The subtext of Ekholm et al’s paper is the need for all sleep clinicians to reorient themselves to the importance of the sleeping environment. CBT-I is usually supplemented by sleep hygiene. While there is some overlap between sleep hygiene rules and the behavioral rules of CBT-I (ie, a fixed rising time each morning), much of sleep hygiene is distinct from the concerns of CBT-I.6 Sleep hygiene covers a lot of territory, including recommendations regarding beverage alcohol, caffeine, tobacco, exercise, noise control, and temperature control in the bedroom, and avoiding clock watching during the night.

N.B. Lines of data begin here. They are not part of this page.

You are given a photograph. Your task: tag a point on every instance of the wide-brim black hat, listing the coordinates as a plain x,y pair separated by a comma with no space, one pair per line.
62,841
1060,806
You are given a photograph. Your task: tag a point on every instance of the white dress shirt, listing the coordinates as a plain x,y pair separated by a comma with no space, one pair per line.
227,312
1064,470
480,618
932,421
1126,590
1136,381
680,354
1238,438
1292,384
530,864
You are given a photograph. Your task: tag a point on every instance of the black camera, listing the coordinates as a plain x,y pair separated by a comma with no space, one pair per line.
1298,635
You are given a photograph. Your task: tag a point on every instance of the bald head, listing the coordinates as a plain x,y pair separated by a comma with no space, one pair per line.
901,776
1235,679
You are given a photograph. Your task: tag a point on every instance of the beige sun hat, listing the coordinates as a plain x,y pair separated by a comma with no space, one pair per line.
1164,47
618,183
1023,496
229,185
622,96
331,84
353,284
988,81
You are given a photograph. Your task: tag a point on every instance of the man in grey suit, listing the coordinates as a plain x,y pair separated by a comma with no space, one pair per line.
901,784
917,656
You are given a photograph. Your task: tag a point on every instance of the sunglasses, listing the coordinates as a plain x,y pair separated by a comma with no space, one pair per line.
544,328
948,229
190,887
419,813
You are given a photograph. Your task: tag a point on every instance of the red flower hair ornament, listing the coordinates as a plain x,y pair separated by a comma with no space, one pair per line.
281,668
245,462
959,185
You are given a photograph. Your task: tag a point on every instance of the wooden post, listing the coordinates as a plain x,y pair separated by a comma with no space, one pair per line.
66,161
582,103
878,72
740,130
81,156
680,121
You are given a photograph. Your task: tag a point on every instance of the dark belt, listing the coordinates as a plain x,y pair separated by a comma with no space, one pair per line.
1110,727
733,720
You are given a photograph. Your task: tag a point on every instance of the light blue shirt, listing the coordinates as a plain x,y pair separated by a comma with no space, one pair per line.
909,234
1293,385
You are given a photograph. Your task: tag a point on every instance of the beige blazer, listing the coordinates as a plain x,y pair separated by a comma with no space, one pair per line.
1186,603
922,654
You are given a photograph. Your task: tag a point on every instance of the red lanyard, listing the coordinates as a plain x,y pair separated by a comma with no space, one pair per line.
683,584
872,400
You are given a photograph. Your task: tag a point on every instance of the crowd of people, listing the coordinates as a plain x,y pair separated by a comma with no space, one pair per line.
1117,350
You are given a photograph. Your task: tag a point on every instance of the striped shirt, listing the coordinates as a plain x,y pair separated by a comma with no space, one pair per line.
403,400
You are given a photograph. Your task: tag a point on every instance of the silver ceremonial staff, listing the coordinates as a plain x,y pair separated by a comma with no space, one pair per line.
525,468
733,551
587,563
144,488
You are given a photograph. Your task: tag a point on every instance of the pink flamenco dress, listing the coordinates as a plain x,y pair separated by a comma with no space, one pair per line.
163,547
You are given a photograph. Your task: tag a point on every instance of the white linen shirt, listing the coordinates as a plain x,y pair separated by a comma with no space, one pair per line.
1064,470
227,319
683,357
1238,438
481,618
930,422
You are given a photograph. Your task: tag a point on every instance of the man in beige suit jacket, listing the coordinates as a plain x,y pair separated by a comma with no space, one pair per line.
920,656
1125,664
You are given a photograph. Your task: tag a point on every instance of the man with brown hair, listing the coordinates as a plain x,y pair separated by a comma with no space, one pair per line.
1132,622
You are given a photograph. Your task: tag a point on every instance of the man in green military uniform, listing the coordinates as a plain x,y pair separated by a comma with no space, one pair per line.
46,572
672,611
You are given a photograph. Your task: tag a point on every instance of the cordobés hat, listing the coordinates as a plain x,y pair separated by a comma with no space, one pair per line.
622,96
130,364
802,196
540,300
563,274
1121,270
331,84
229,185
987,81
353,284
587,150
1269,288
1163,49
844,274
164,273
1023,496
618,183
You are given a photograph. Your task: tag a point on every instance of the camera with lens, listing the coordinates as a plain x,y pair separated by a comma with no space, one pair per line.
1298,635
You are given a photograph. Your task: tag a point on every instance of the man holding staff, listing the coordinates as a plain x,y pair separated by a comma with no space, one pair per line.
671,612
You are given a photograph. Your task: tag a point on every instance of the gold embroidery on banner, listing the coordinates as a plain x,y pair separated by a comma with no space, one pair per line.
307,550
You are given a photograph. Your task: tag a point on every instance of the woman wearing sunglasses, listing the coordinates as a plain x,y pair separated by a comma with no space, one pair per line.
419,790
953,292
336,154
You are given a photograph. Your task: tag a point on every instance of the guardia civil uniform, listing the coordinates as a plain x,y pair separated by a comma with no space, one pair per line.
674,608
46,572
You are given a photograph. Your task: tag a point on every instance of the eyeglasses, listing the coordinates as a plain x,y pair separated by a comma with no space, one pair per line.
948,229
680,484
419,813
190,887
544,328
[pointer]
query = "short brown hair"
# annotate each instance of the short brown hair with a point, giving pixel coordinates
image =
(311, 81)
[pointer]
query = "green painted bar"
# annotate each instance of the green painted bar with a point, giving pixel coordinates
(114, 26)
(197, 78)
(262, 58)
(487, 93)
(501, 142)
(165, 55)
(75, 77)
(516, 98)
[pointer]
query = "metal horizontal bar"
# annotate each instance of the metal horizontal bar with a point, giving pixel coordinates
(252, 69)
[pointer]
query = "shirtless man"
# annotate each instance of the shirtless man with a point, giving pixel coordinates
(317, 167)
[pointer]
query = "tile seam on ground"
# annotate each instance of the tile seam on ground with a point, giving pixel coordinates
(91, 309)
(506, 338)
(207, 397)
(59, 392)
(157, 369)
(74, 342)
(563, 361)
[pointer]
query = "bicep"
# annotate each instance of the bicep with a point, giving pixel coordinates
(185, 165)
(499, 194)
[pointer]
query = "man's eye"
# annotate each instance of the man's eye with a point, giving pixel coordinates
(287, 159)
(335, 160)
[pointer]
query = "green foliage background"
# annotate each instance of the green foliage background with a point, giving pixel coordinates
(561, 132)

However, neither CBT-I nor sleep hygiene typically covers the physical aspects of the sleeping surface and its constituents. I am not aware of any data regarding whether sleep clinicians routinely ask their patients about the quality of their bed and bedclothes, but I am betting we usually omit this line of questioning. Still, the qualities of the sleeping surface affect sleep. A mattress that provides poor relief from pressure points may be a source of sleep complaints that could be improved by substituting a mattress with better pressure relief.7,8 It is also possible to manipulate the dye used in bedsheets to reduce sleep complaints,9 and even the choice of fiber in sleepwear can affect reported sleep quality.10

More work on the topic of weighted blankets would be welcome, especially to address a few methodologic questions left unaddressed by Ekholm et al. For example, what happens to a sleeping partner when the person with insomnia wants to use weighted blankets? Does the sleeping partner stay, or leave, the bed? Also, how do we understand that depressive and anxiety symptoms (after excluding the sleep items) improved to a greater extent with the 8-kg weighted blankets? Standard hypnotic medications, while helpful for sleep in RCTs of depressed individuals, typically do not change nonsleep depression items.11 While we wait for answers to these questions, Ekholm et al’s paper encourages sleep clinicians to broaden their view on what can be done to optimize sleep.

DISCLOSURE STATEMENT

The author has seen and approved the manuscript. Work for this commentary was performed at the Medical College of Georgia at Augusta University. Dr. McCall receives royalties from Wolters Kluwer and research support from Merck, MECTA, Vistagen, PCORI, and Otsuka. He has been a scientific advisor for Sage, Jazz, and Janssen.